Kamala Harris is back in the spotlight with “107 Days,” a memoir chronicling her historically brief 2024 presidential campaign. Released Tuesday, the book offers a day-by-day account of the weeks between Joe Biden’s abrupt withdrawal and Donald Trump’s victory on November 5 — a night Harris says was so devastating she and her husband, Douglas Emhoff, never discussed it until she began writing.
The former vice president worked with Pulitzer Prize–winning author Geraldine Brooks to shape the memoir, which Simon & Schuster CEO Jonathan Karp said reads “like a suspense novel.” Early reviews suggest an uneven result: some critics call it “very readable,” while others dismiss it as “a frustrating slog” that leaves both supporters and critics wanting more.
A central thread of the memoir is Harris’ fraught relationship with Biden.
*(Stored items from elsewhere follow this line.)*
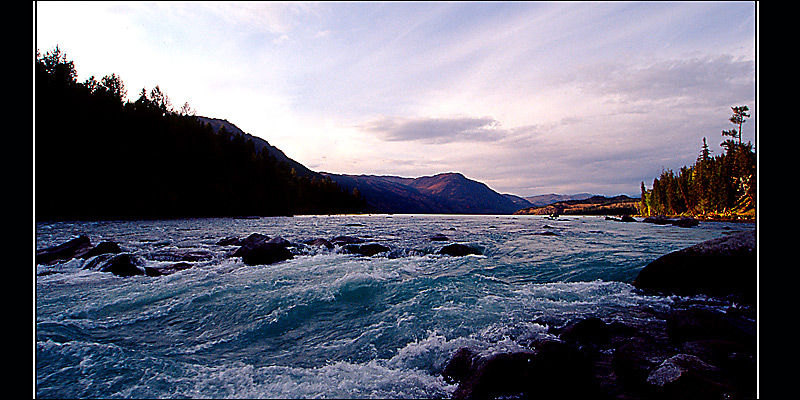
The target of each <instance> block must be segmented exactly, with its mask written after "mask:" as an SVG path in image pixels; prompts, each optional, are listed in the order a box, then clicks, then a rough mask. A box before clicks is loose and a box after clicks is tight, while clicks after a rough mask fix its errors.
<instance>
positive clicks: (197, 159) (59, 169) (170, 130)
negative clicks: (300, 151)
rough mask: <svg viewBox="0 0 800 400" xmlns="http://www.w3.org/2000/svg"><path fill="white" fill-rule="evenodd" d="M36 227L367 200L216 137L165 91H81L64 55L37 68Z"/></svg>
mask: <svg viewBox="0 0 800 400" xmlns="http://www.w3.org/2000/svg"><path fill="white" fill-rule="evenodd" d="M34 79H35V93H34V94H35V126H34V132H35V141H34V160H35V163H34V167H35V170H34V172H35V218H36V220H39V221H41V220H68V219H126V218H172V217H206V216H242V215H247V216H250V215H258V216H271V215H291V214H318V213H345V212H356V211H359V210H361V209H362V208H363V205H364V202H363V200H362V199H361V198H360V197H359V196H357V195H355V196H354V195H353V193H351V192H347V191H344V190H343V189H342V188H341V187H339V186H338V185H337V184H336V183H334V182H333V181H331V180H330V179H328V178H321V179H314V178H310V177H308V176H302V175H301V174H298V173H296V172H295V171H294V170H292V169H291V168H290V167H289V166H288V165H287V164H286V163H285V162H280V161H278V160H277V159H276V158H275V157H274V156H273V155H271V154H270V153H269V151H267V150H266V149H262V150H261V151H256V149H255V146H254V144H253V141H252V140H250V139H247V138H245V137H244V136H243V135H241V134H234V133H231V132H227V131H226V130H225V129H220V130H218V131H215V130H214V129H213V127H211V126H210V125H209V124H204V123H202V122H200V121H198V119H197V118H196V117H195V116H194V115H193V114H194V113H193V112H192V111H191V108H190V107H189V106H188V104H185V105H184V107H183V108H181V110H180V111H175V110H173V108H172V105H171V104H170V101H169V98H168V96H167V95H166V94H164V93H163V92H161V90H160V89H159V87H158V86H156V87H155V88H153V89H151V90H150V91H149V92H148V91H147V90H146V89H144V88H143V89H142V91H141V93H140V95H139V97H138V99H137V100H136V101H126V100H124V99H125V98H126V89H125V87H124V84H123V82H122V79H121V78H120V77H119V76H117V75H115V74H111V75H106V76H105V77H103V78H102V79H101V80H99V81H98V80H96V79H95V78H94V77H91V78H89V79H87V80H86V81H85V82H77V72H76V71H75V68H74V64H73V62H72V61H68V60H67V58H66V55H65V54H64V53H62V52H61V51H60V50H59V49H58V48H56V49H54V50H53V51H51V52H48V53H46V54H44V55H41V54H37V61H36V65H35V77H34Z"/></svg>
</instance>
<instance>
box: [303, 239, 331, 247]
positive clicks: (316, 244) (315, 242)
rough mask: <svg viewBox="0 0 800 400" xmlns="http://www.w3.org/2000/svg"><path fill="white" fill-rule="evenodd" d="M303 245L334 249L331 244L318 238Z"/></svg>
mask: <svg viewBox="0 0 800 400" xmlns="http://www.w3.org/2000/svg"><path fill="white" fill-rule="evenodd" d="M304 243H305V244H307V245H309V246H325V247H327V248H328V249H332V248H333V247H334V246H333V243H331V242H329V241H328V240H327V239H323V238H318V239H314V240H308V241H306V242H304Z"/></svg>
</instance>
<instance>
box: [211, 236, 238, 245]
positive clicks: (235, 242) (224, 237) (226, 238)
mask: <svg viewBox="0 0 800 400" xmlns="http://www.w3.org/2000/svg"><path fill="white" fill-rule="evenodd" d="M216 244H217V245H218V246H241V245H242V240H241V239H239V238H238V237H236V236H227V237H224V238H222V239H220V240H218V241H217V243H216Z"/></svg>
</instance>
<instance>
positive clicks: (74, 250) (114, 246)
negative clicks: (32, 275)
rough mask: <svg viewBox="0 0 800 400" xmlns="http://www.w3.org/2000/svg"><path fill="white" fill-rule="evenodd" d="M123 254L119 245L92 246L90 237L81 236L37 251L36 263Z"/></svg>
mask: <svg viewBox="0 0 800 400" xmlns="http://www.w3.org/2000/svg"><path fill="white" fill-rule="evenodd" d="M121 252H122V249H120V247H119V245H118V244H117V243H114V242H108V241H105V242H100V243H98V244H97V246H92V242H91V240H90V239H89V237H88V236H86V235H80V236H79V237H77V238H74V239H71V240H68V241H66V242H64V243H61V244H59V245H57V246H53V247H48V248H46V249H42V250H39V251H37V252H36V263H37V264H50V263H53V262H56V261H62V260H71V259H73V258H83V259H88V258H92V257H95V256H98V255H101V254H118V253H121Z"/></svg>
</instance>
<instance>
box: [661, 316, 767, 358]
mask: <svg viewBox="0 0 800 400" xmlns="http://www.w3.org/2000/svg"><path fill="white" fill-rule="evenodd" d="M667 334H668V335H669V338H670V340H672V341H673V342H676V343H683V342H690V341H697V340H712V339H724V340H732V341H736V342H738V343H742V344H745V345H748V346H752V347H753V348H754V347H755V339H756V324H755V320H750V319H748V318H746V317H743V316H741V315H735V314H734V315H729V313H722V312H718V311H713V310H709V309H705V308H699V307H690V308H687V309H675V310H672V311H671V312H670V313H669V315H668V316H667Z"/></svg>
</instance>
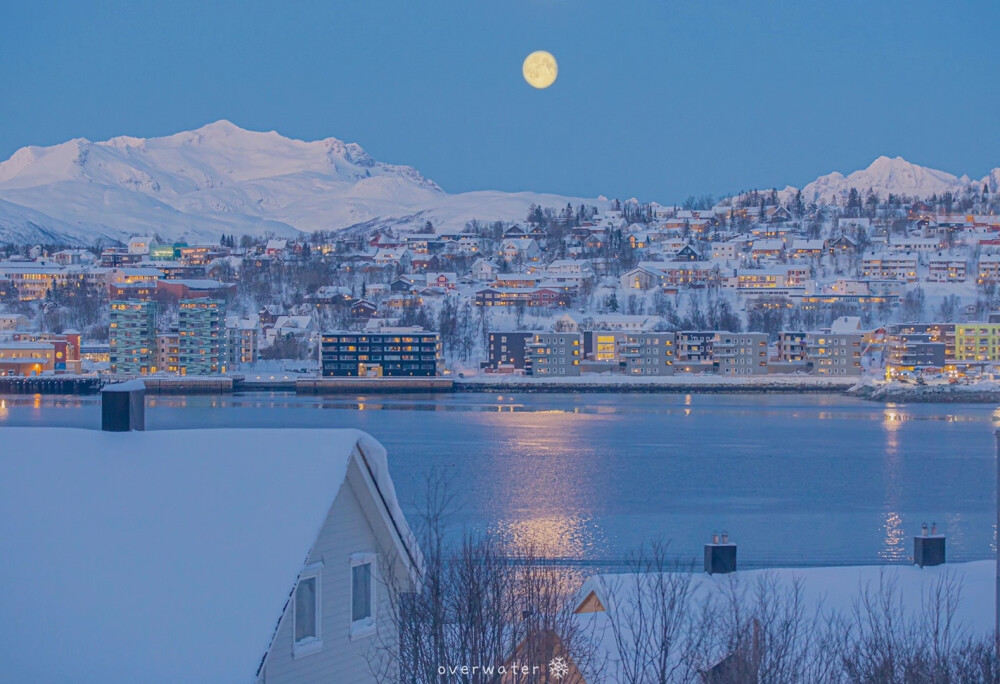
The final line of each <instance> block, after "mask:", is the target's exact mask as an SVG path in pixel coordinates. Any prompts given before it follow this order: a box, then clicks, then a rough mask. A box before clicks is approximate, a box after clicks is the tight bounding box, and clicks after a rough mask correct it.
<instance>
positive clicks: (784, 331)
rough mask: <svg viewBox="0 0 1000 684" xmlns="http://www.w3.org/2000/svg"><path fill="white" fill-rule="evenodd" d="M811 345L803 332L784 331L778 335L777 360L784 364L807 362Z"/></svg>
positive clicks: (789, 330)
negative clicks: (808, 342)
mask: <svg viewBox="0 0 1000 684" xmlns="http://www.w3.org/2000/svg"><path fill="white" fill-rule="evenodd" d="M808 350H809V345H808V344H807V343H806V333H805V332H804V331H802V330H783V331H781V332H780V333H778V344H777V360H778V361H781V362H782V363H795V362H800V361H805V360H806V356H807V355H808Z"/></svg>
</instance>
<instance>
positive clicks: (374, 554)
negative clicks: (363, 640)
mask: <svg viewBox="0 0 1000 684" xmlns="http://www.w3.org/2000/svg"><path fill="white" fill-rule="evenodd" d="M367 563H371V566H372V570H371V596H370V597H369V598H370V601H371V608H372V614H371V615H370V616H369V617H367V618H363V619H361V620H353V619H352V620H351V629H350V637H351V641H354V640H355V639H363V638H365V637H370V636H372V635H373V634H375V632H376V631H377V630H376V625H377V622H376V619H377V616H378V604H377V603H376V601H375V598H376V595H377V592H376V591H375V586H376V583H377V579H378V561H377V559H376V557H375V554H374V553H371V552H367V551H366V552H362V553H352V554H351V567H350V570H349V571H348V572H350V576H349V577H348V586H350V588H351V593H350V606H351V608H350V610H353V605H354V568H356V567H357V566H359V565H365V564H367ZM350 617H352V618H353V617H354V616H353V615H351V616H350Z"/></svg>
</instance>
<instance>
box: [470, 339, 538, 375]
mask: <svg viewBox="0 0 1000 684" xmlns="http://www.w3.org/2000/svg"><path fill="white" fill-rule="evenodd" d="M533 334H534V333H531V332H524V331H521V332H491V333H490V339H489V344H488V345H487V348H486V361H485V362H484V363H483V364H482V367H483V368H489V369H491V370H498V369H499V368H500V366H501V365H503V366H507V367H509V368H514V369H523V368H524V345H525V343H526V342H528V341H529V340H530V339H531V336H532V335H533Z"/></svg>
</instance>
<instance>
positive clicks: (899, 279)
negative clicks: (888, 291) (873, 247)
mask: <svg viewBox="0 0 1000 684" xmlns="http://www.w3.org/2000/svg"><path fill="white" fill-rule="evenodd" d="M861 274H862V275H863V276H864V277H865V278H893V279H895V280H905V281H906V282H909V283H912V282H916V280H917V257H916V255H915V254H910V253H908V252H904V253H888V254H878V255H869V256H866V257H864V258H862V260H861Z"/></svg>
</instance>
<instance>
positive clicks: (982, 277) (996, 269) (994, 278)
mask: <svg viewBox="0 0 1000 684" xmlns="http://www.w3.org/2000/svg"><path fill="white" fill-rule="evenodd" d="M977 271H978V274H977V276H976V282H978V283H979V284H980V285H982V284H984V283H997V282H1000V254H983V255H982V256H980V257H979V264H978V268H977Z"/></svg>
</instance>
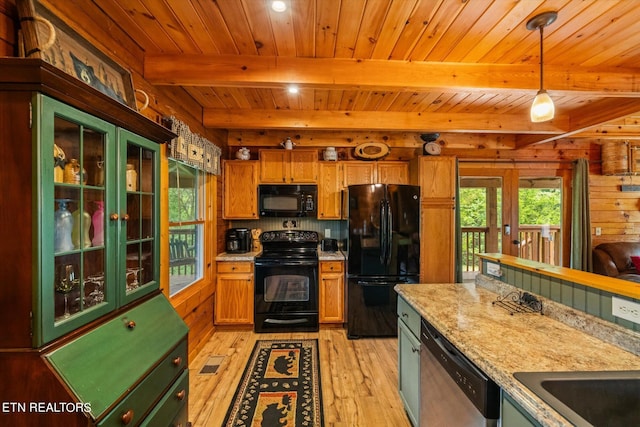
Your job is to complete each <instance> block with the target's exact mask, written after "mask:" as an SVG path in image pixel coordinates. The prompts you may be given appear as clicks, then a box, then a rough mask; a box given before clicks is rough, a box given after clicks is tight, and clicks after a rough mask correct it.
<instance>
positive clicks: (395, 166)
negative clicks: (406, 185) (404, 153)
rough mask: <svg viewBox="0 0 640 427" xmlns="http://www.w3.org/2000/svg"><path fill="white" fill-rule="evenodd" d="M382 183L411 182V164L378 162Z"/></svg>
mask: <svg viewBox="0 0 640 427" xmlns="http://www.w3.org/2000/svg"><path fill="white" fill-rule="evenodd" d="M377 166H378V179H377V182H378V183H380V184H409V164H408V163H407V162H384V161H381V162H378V164H377Z"/></svg>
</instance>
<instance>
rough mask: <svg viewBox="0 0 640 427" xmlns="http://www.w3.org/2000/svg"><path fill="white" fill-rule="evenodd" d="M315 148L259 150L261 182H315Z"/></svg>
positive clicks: (317, 157) (305, 182)
mask: <svg viewBox="0 0 640 427" xmlns="http://www.w3.org/2000/svg"><path fill="white" fill-rule="evenodd" d="M317 179H318V151H317V150H305V149H298V150H260V183H261V184H302V183H315V182H316V181H317Z"/></svg>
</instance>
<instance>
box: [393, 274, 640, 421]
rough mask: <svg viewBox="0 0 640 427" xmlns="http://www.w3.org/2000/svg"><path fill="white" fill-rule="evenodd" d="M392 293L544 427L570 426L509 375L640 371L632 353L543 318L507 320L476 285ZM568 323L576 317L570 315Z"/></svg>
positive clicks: (592, 336)
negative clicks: (542, 372) (544, 371)
mask: <svg viewBox="0 0 640 427" xmlns="http://www.w3.org/2000/svg"><path fill="white" fill-rule="evenodd" d="M395 289H396V291H397V292H398V294H400V295H401V296H402V297H403V298H404V299H405V300H406V301H407V302H408V303H409V304H410V305H411V306H412V307H413V308H415V309H416V310H417V311H418V313H419V314H420V315H421V316H422V317H423V318H424V319H426V320H427V321H429V322H430V323H431V324H432V325H433V326H434V327H436V328H437V329H438V330H439V331H440V332H441V333H442V334H443V335H444V336H445V337H446V338H447V339H448V340H450V341H451V342H452V343H453V344H454V345H455V346H456V347H458V348H459V349H460V351H462V352H463V353H464V354H465V355H466V356H467V357H468V358H469V359H470V360H471V361H473V363H475V364H476V365H477V366H478V367H479V368H481V369H482V370H483V371H485V373H486V374H487V375H489V377H491V378H492V379H493V380H494V381H495V382H496V383H497V384H498V385H499V386H500V387H501V388H502V389H504V390H505V392H506V393H508V394H509V395H510V396H511V397H513V399H514V400H515V401H516V402H518V404H520V405H521V406H522V407H523V408H524V409H525V410H526V411H527V412H529V413H530V414H531V415H532V416H533V417H534V418H535V419H536V420H537V421H538V422H540V423H541V424H542V425H544V426H570V425H572V424H571V423H569V422H568V421H567V420H566V419H565V418H563V417H562V416H561V415H559V414H558V413H557V412H556V411H555V410H553V409H552V408H551V407H549V406H548V405H547V404H546V403H544V402H543V401H542V400H541V399H540V398H539V397H538V396H537V395H535V394H534V393H533V392H532V391H530V390H529V389H528V388H527V387H525V386H524V385H523V384H522V383H520V382H519V381H518V380H516V379H515V378H514V377H513V373H514V372H529V371H531V372H537V371H615V370H640V355H638V354H637V353H636V354H634V353H633V352H632V351H627V350H624V349H622V348H621V347H619V346H617V345H614V344H613V343H609V342H605V341H603V340H601V339H598V338H595V337H594V336H592V335H591V334H587V333H586V332H584V331H582V330H579V329H576V328H575V327H573V326H570V325H568V324H566V323H563V322H561V321H560V320H556V319H555V318H554V317H553V316H550V315H547V314H546V312H545V315H541V314H539V313H526V314H523V313H517V314H514V315H511V314H509V312H508V311H507V310H506V309H504V308H501V307H499V306H494V305H493V304H492V302H493V301H495V300H496V298H497V297H498V296H499V295H500V294H498V293H495V292H492V291H489V290H488V289H486V288H484V287H481V286H478V285H475V284H422V285H396V287H395ZM505 293H506V292H505ZM503 295H504V294H503ZM543 311H544V310H543ZM587 316H588V315H587ZM571 317H574V318H575V317H581V315H580V314H579V313H576V312H575V311H574V312H573V314H572V316H571ZM574 320H576V322H577V323H580V322H581V320H580V319H574ZM621 334H622V335H623V336H625V334H626V333H625V332H624V331H623V332H621ZM614 335H615V334H614ZM639 336H640V335H638V334H637V333H635V332H632V331H631V332H630V333H629V334H628V335H626V340H629V339H631V340H635V341H640V339H639V338H638V337H639Z"/></svg>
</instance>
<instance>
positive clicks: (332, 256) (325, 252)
mask: <svg viewBox="0 0 640 427" xmlns="http://www.w3.org/2000/svg"><path fill="white" fill-rule="evenodd" d="M261 253H262V252H247V253H244V254H230V253H227V252H222V253H221V254H218V256H216V261H231V262H233V261H236V262H238V261H248V262H253V261H254V260H255V258H256V257H257V256H258V255H260V254H261ZM318 260H319V261H344V260H345V256H344V253H342V251H337V252H326V251H321V250H320V249H318Z"/></svg>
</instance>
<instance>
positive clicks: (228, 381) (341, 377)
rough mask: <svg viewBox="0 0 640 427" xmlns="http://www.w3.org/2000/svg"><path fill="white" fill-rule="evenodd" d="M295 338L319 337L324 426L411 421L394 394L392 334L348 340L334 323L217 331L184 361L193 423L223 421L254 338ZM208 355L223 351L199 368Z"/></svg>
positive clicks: (386, 422) (345, 336) (399, 401)
mask: <svg viewBox="0 0 640 427" xmlns="http://www.w3.org/2000/svg"><path fill="white" fill-rule="evenodd" d="M296 338H318V342H319V352H320V379H321V383H322V400H323V406H324V423H325V426H327V427H333V426H335V427H360V426H367V427H369V426H381V427H382V426H393V427H403V426H406V427H410V426H411V424H410V422H409V420H408V418H407V416H406V414H405V411H404V407H403V406H402V402H401V401H400V397H399V395H398V362H397V352H398V348H397V347H398V345H397V344H398V341H397V339H395V338H384V339H359V340H348V339H347V337H346V333H345V331H344V329H335V328H334V329H321V330H320V332H318V333H285V334H256V333H254V332H252V331H217V332H216V333H215V334H214V335H213V337H212V338H211V340H209V342H208V343H207V344H206V345H205V346H204V348H203V350H202V351H201V352H200V353H199V354H198V356H197V357H196V358H195V360H193V361H192V362H191V363H190V364H189V369H190V395H189V396H190V397H189V419H190V420H191V421H192V422H193V425H194V427H205V426H207V427H208V426H216V427H219V426H221V425H222V422H223V421H224V416H225V415H226V413H227V409H228V407H229V405H230V404H231V399H232V398H233V394H234V392H235V390H236V387H237V385H238V383H239V381H240V378H241V376H242V373H243V371H244V367H245V365H246V363H247V360H248V359H249V355H250V354H251V350H252V349H253V345H254V343H255V341H256V340H259V339H265V340H268V339H296ZM213 356H224V359H223V360H222V362H221V364H220V367H219V368H218V371H217V372H216V373H215V374H204V373H200V371H201V369H202V367H203V365H205V364H207V362H208V361H209V360H210V358H211V357H213Z"/></svg>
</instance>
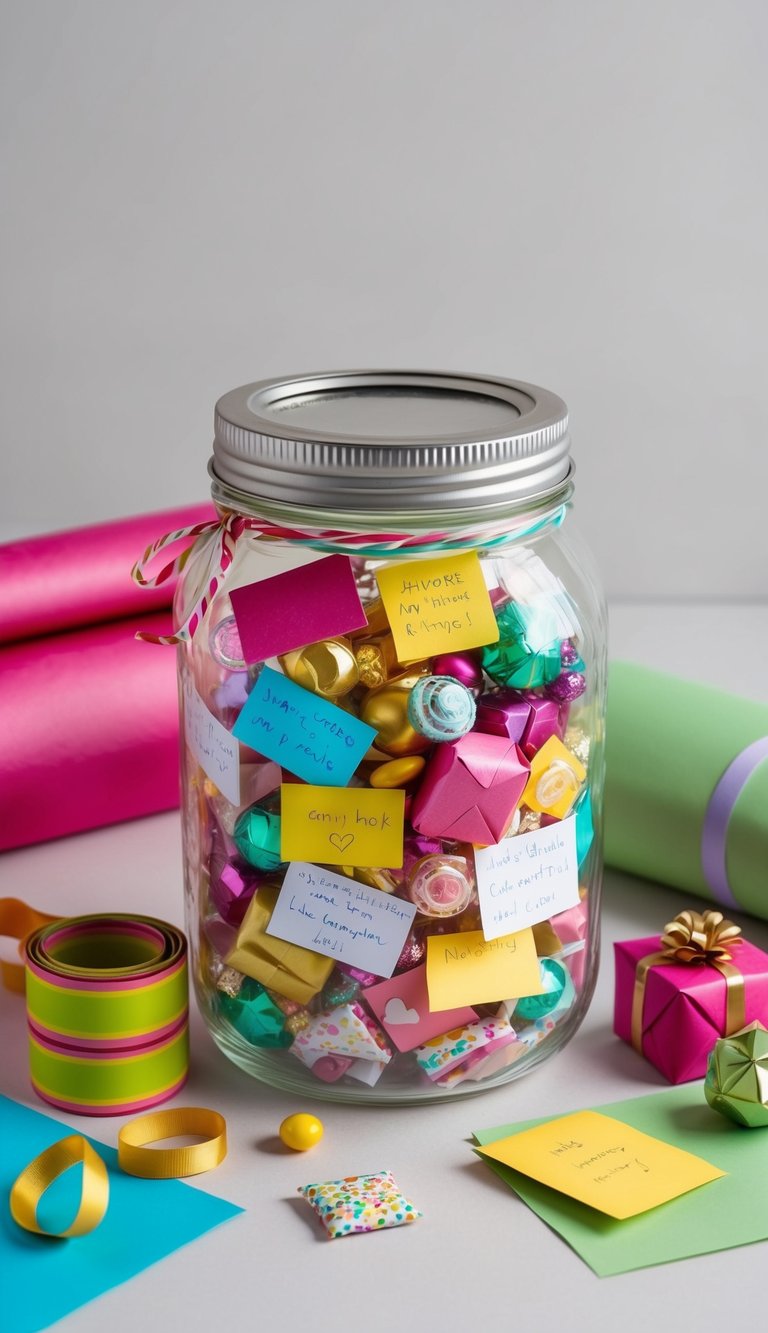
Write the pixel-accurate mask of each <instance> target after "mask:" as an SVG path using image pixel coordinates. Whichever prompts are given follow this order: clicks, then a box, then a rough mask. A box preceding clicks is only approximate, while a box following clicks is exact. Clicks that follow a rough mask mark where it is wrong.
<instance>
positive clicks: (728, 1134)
mask: <svg viewBox="0 0 768 1333" xmlns="http://www.w3.org/2000/svg"><path fill="white" fill-rule="evenodd" d="M589 1109H591V1110H600V1112H603V1113H604V1114H607V1116H615V1117H616V1120H623V1121H624V1122H625V1124H627V1125H633V1126H635V1129H641V1130H643V1133H645V1134H653V1136H655V1137H656V1138H661V1140H664V1141H665V1142H668V1144H675V1146H677V1148H683V1149H685V1152H689V1153H695V1154H696V1156H699V1157H703V1158H704V1160H705V1161H708V1162H712V1164H713V1165H715V1166H720V1169H721V1170H724V1172H727V1173H728V1174H727V1176H725V1178H724V1180H719V1181H716V1182H715V1184H716V1186H717V1188H715V1186H709V1185H703V1186H701V1189H696V1190H693V1192H692V1193H691V1194H683V1196H681V1197H680V1198H675V1200H672V1201H671V1202H669V1204H663V1205H661V1208H655V1209H652V1210H651V1212H649V1213H641V1214H640V1216H639V1217H631V1218H628V1220H627V1221H623V1222H617V1221H613V1220H612V1218H609V1217H605V1216H604V1214H603V1213H597V1212H596V1210H595V1209H592V1208H588V1206H587V1205H585V1204H579V1202H576V1200H573V1198H568V1197H567V1196H565V1194H559V1193H557V1192H556V1190H553V1189H549V1188H548V1186H547V1185H540V1184H539V1182H537V1181H533V1180H528V1177H525V1176H521V1174H520V1172H515V1170H512V1169H511V1168H509V1166H503V1165H501V1162H492V1161H489V1160H488V1158H487V1157H483V1158H480V1160H481V1161H483V1162H485V1165H487V1166H489V1168H491V1170H495V1172H496V1174H497V1176H500V1177H501V1180H503V1181H504V1182H505V1184H507V1185H509V1188H511V1189H513V1190H515V1193H516V1194H519V1196H520V1198H521V1200H523V1202H525V1204H528V1208H531V1209H532V1210H533V1212H535V1213H537V1214H539V1217H540V1218H541V1220H543V1221H544V1222H547V1224H548V1225H549V1226H551V1228H552V1230H555V1232H557V1234H559V1236H561V1237H563V1240H564V1241H565V1242H567V1244H568V1245H571V1248H572V1249H573V1250H576V1253H577V1254H579V1256H580V1257H581V1258H583V1260H584V1262H585V1264H588V1265H589V1268H591V1269H593V1270H595V1273H597V1276H599V1277H612V1276H613V1274H616V1273H629V1272H632V1270H633V1269H637V1268H652V1266H653V1265H655V1264H668V1262H671V1261H672V1260H679V1258H691V1257H692V1256H693V1254H712V1253H715V1252H716V1250H724V1249H731V1248H732V1246H735V1245H751V1244H753V1242H755V1241H763V1240H767V1238H768V1130H767V1132H765V1133H761V1132H760V1130H759V1129H741V1128H740V1126H739V1125H733V1124H732V1122H731V1121H727V1120H724V1118H723V1117H721V1116H717V1114H716V1113H715V1112H713V1110H711V1109H709V1106H708V1105H707V1102H705V1101H704V1092H703V1085H701V1084H700V1082H695V1084H684V1085H681V1086H680V1088H672V1089H671V1090H669V1092H660V1093H652V1094H651V1096H647V1097H632V1098H631V1100H629V1101H615V1102H609V1104H608V1105H605V1106H592V1108H589ZM556 1118H559V1117H556V1116H543V1117H540V1118H539V1120H527V1121H524V1122H521V1124H517V1125H496V1126H495V1128H493V1129H479V1130H475V1134H473V1138H475V1142H477V1144H480V1145H481V1146H485V1145H487V1144H492V1142H495V1141H496V1140H497V1138H507V1136H508V1134H517V1133H520V1132H521V1130H523V1129H531V1128H532V1126H533V1125H541V1124H544V1121H545V1120H556Z"/></svg>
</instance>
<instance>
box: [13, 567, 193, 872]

She describes her feelings as grounded in “warmth and loyalty,” complicated by “hurt and disappointment,” and recounts how she was sidelined with what Emhoff called “impossible, sh*t jobs.” She labels Biden’s decision to seek re-election “recklessness” and says his staff operated with a “zero-sum mentality” that undercut her campaign.
Revisiting key campaign moments and missteps, Harris concedes that her infamous “there is not a thing that comes to mind” remark on “The View” became a “hand grenade” for Trump’s team. She reveals that Transportation Secretary Pete Buttigieg was her first choice for running mate (“an ideal partner — if I were a straight white man”) before advisers deemed the ticket too risky, a decision she says Buttigieg understood with “mutual sadness.” And when she sought a campaign endorsement from California Gov. Gavin Newsom, his response, per her notes, was, “Hiking. Will call back.” She adds, “He never did.”
Harris — who earned an estimated 86% of the LGBTQ+ vote according to exit polls — also writes that she shares “concerns” about trans-inclusive sports policies. Though she emphasizes her “deep connection” with the trans community, some passages echo conservative framings of youth sports and gender-affirming care. “I agree with the concerns expressed by parents and players that we have to take into account biological factors such as muscle mass and unfair student athletic advantage when we determine who plays on which teams, especially in contact sports,” she writes. “With goodwill and common sense, I believe we can come up with ways to do this, without vilifying and demonizing children.”
Several sports organizations already had policies in place to address these factors — often requiring trans athletes to complete years of hormone therapy — but many have since been rolled back or replaced with strict binary classifications based on “biological sex,” amid the broader conservative backlash.
Harris declined to run for California governor next year, leaving open the possibility for a 2028 presidential bid. But when asked about her political future, she said, ‘That’s not my focus right now. It’s not my focus at all. I know — it really isn’t.”